La Corte di Cassazione (Cass. civ. Sez. I, Ord., (ud. 25/11/2019) 07-02-2020, n. 2980) ha recentemente ribadito che la vendita sottocosto (o comunque a prezzi non immediatamente remunerativi) è contraria ai doveri di correttezza ex art. 2598 c.c., comma 1, n. 3, solo se si connota come illecito antitrust, in quanto posto in essere da una impresa in posizione dominante e praticata con finalità predatorie. La vendita sottocosto è favorevole ai consumatori ed al mercato, sino a quando non giunga alla soppressione della concorrenza, e, perciò, si traduca in un danno per gli stessi consumatori ed il mercato, onde solo in tale ultima situazione si realizza l'illecito concorrenziale da dumping interno.
Recenti pronunce della Corte di giustizia confortano tale orientamento, laddove si censura, a norma della direttiva 2005/29/Ce del Parlamento Europeo e del Consiglio, dell'11 maggio 2005, relativa alle pratiche commerciali sleali, il divieto generale di vendita sottocosto (Corte giustizia Unione Europea 19 ottobre 2017, n. 295/16).
Dunque, per la Cassazione non occorre discostarsi dall’orientamento del 2006 (Cass. 26 gennaio 2006, n. 1636), la quale - premesso che la clausola indeterminata dell'art. 2598 c.c., comma 1, n. 3, va concretizzata "sulla base di parametri desunti da altre norme, o da ulteriori principi generali, rinvenibili nell'ordinamento" e che l'art. 41 Cost. sulla libertà d'iniziativa economica costituisce il principio generale in materia - ha, anzitutto, chiarito come la scelta di un imprenditore in ordine alla politica dei prezzi sia in via di principio lecita, trattandosi di un comportamento strettamente legato alle valutazioni di rischio, che solo a lui competono, nel rispetto, naturalmente, delle regole sulla disciplina del commercio. Mentre l'"utilità sociale", dalla medesima disposizione costituzionale prevista a limite della libertà d'impresa, va intesa pur sempre con riguardo al c.d. interesse del mercato, ossia a quello che nuoce o giova al buon funzionamento del medesimo, e, quindi alla generalità dei consumatori: e non al mero interesse di un altro concorrente a non essere messo in difficoltà.
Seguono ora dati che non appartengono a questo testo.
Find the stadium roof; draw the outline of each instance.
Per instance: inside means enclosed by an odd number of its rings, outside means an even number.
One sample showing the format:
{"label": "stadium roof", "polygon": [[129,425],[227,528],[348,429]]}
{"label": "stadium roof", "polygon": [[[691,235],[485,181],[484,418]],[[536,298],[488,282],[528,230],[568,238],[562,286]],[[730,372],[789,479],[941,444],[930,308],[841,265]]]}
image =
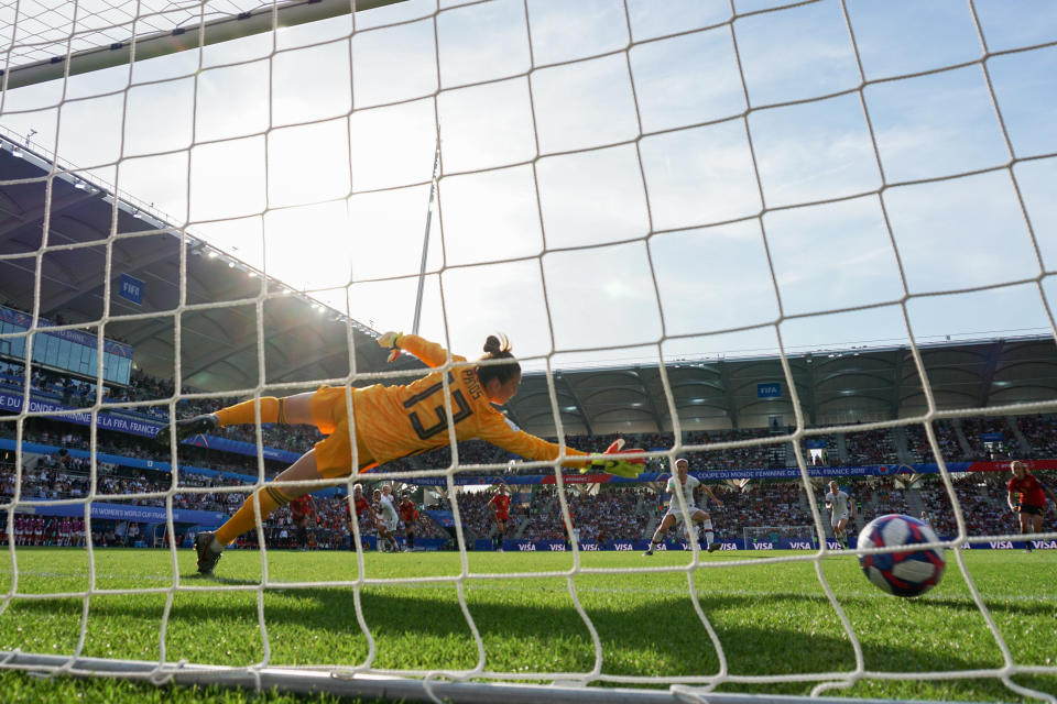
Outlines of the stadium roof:
{"label": "stadium roof", "polygon": [[[366,326],[182,233],[144,204],[115,205],[106,187],[73,170],[48,179],[50,169],[46,155],[0,139],[0,302],[32,310],[39,284],[41,317],[95,331],[106,314],[105,334],[129,342],[137,365],[166,380],[174,375],[178,322],[184,383],[207,392],[255,387],[259,344],[268,384],[341,378],[350,371],[349,330],[356,370],[386,370],[377,332]],[[143,282],[141,304],[118,295],[122,274]],[[186,300],[177,316],[182,277]],[[1057,398],[1053,338],[919,349],[939,408]],[[401,359],[396,371],[417,365]],[[927,406],[907,345],[809,352],[788,363],[809,425],[905,417]],[[547,377],[530,373],[508,411],[545,436],[554,435],[555,409],[567,433],[671,430],[673,416],[683,428],[794,421],[777,356],[674,361],[664,376],[667,384],[656,364],[559,371],[552,403]]]}
{"label": "stadium roof", "polygon": [[[178,323],[184,384],[204,391],[257,386],[258,315],[265,331],[265,383],[349,373],[341,314],[182,234],[146,204],[121,196],[115,205],[106,186],[75,172],[56,170],[47,178],[50,168],[46,155],[0,139],[0,302],[32,311],[40,286],[42,318],[87,321],[77,327],[95,332],[97,321],[109,316],[106,337],[130,343],[137,366],[165,380],[174,377]],[[122,275],[143,283],[141,302],[119,295]],[[186,300],[176,316],[182,277]],[[373,343],[377,333],[349,323],[357,369],[378,369],[384,355]]]}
L'esclusione degli imprenditori rivali dal mercato da parte di un'impresa concorrente integra gli estremi della norma invocata soltanto quanto attuata con tecniche illecite. Come si è osservato, altre tecniche di competizione cosiddetta extraindustriale sono spesso anche più aggressive della vendita sottocosto, e certamente meno trasparenti: dato che, almeno in un primo momento, quest'ultima avvantaggia indiscutibilmente l'acquirente.